Thursday, June 11, 2009

Why Researchers Should Always Check for Outliers, and What To Do About Them

"Researchers rarely report checking for outliers of any sort. This inference is supported empirically by Osborne, Christiansen, and Gunter (2001), who found that authors reported testing assumptions of the statistical procedure(s) used in their studies--including checking for the presence of outliers--only 8% of the time. Given what we know of the importance of assumptions to accuracy of estimates and error rates, this in itself is alarming. There is no reason to believe that the situation is different in other social science disciplines."

This quote is taken from a peer-reviewed electronic journal article on outliers by Osborne and Overbay (2004), both based at North Carolina State University.

Why do we care? The presence of outliers can lead to inflated error rates and substantial distortions of parameter estimates (e.g., Zimmerman, 1994, 1995, 1998). If non-randomly distributed (which is vert possible with survey data), they can decrease normality (and in multivariate analyses, violate assumptions of sphericity and multivariate normality), altering the odds of making both Type I and Type II errors. They can seriously bias or influence estimates that may be of substantive interest (for more information on these issues, see Rasmussen, 1988; Schwager & Margolin, 1982; Zimmerman, 1994).

What are outliers? An outlier is generally considered to be a data point that is far outside the "norm" for a variable or population (e.g., Jarrell, 1994; Rasmussen, 1988; Stevens, 1984). Hawkins described an outlier as an observation that “deviates so much from other observations as to arouse suspicions that it was generated by a different mechanism” (Hawkins, 1980). Outliers have also been defined as values that are “dubious in the eyes of the researcher” (Dixon, 1950).

Where do outliers come from? All of the below are described in detail in the Osborne and Overbay paper:

(i) Outliers from data errors
(ii) Outliers from intentional or motivated mis-reporting
(iii) Outliers from sampling error
(iv) Outliers from standardization failure
(v) Outliers from faulty distributional assumptions
(vi) Outliers as legitimate cases sampled from the correct population
(vii) Outliers as potential focus of inquiry

How do we identify them? Simple rules of thumb (e.g., data points three or more standard deviations from the mean) are good starting points. Some researchers prefer visual inspection of the data.

How do we deal with them? What to do depends in large part on why an outlier is in the data in the first place. Where outliers are illegitimately included in the data, it is only common sense that those data points should be removed. One means of accommodating outliers is the use of transformations. By using transformations, extreme scores can be kept in the data set, and the relative ranking of scores remains, yet the skew and error variance present in the variable(s) can be reduced (Hamilton, 1992). One alternative to transformation is truncation, wherein extreme scores are recoded to the highest (or lowest) reasonable score.

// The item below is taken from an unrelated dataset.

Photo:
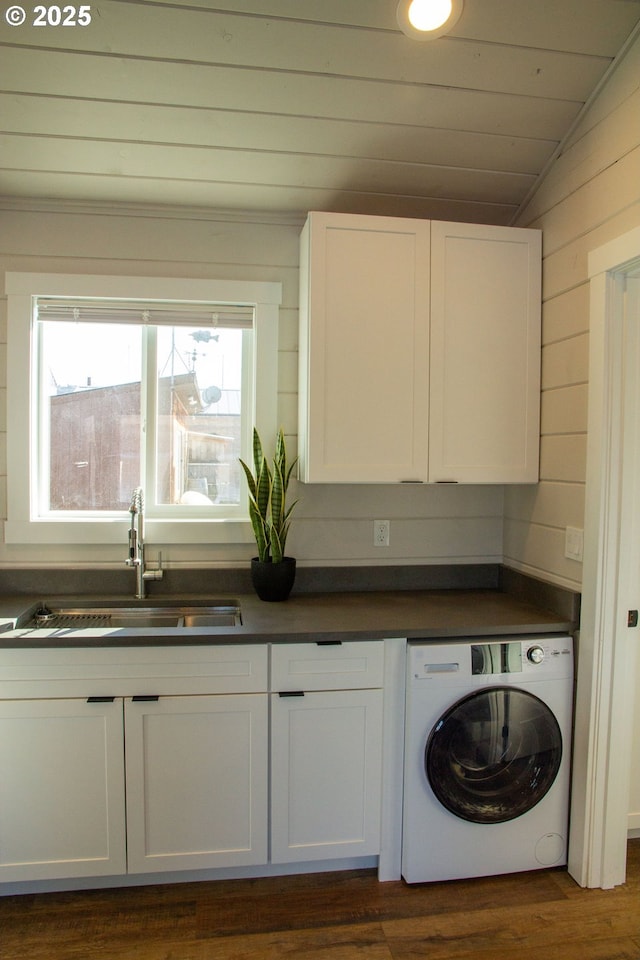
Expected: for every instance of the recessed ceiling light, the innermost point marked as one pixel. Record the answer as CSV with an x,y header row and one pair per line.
x,y
427,19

Instead of transformations or truncation, researchers sometimes use various “robust” procedures to protect their data from being distorted by the presence of outliers. These techniques “accommodate the outliers at no serious inconvenience—or are robust against the presence of outliers” (Barnett & Lewis, 1994). A common robust estimation method for univariate distributions involves the use of a trimmed mean, which is calculated by temporarily eliminating extreme observations at both ends of the sample (Anscombe, 1960). Alternatively, researchers may choose to compute a Windsorized mean, for which the highest and lowest observations are temporarily censored, and replaced with adjacent values from the remaining data (Barnett & Lewis, 1994).

All the references to the articles mentioned above are available in the Osborne and Overbay paper.

2 comments:

Kevin Denny said...

Related to the question of outliers is the question of "influence" where individual observations have a large/excessive effect on model parameters. An important contribution which has been around since I was a student (yes, that old) is Belsley, Welch & Kuh's book "Regression diagnostics" which popularized /introduced new techniques for diagnosing such observations such as DFFITS, Cook's D, DFBETAS.

Martin Ryan said...

Thanks for the reference Kevin; I must ask you more about Besley Welch & Kuh.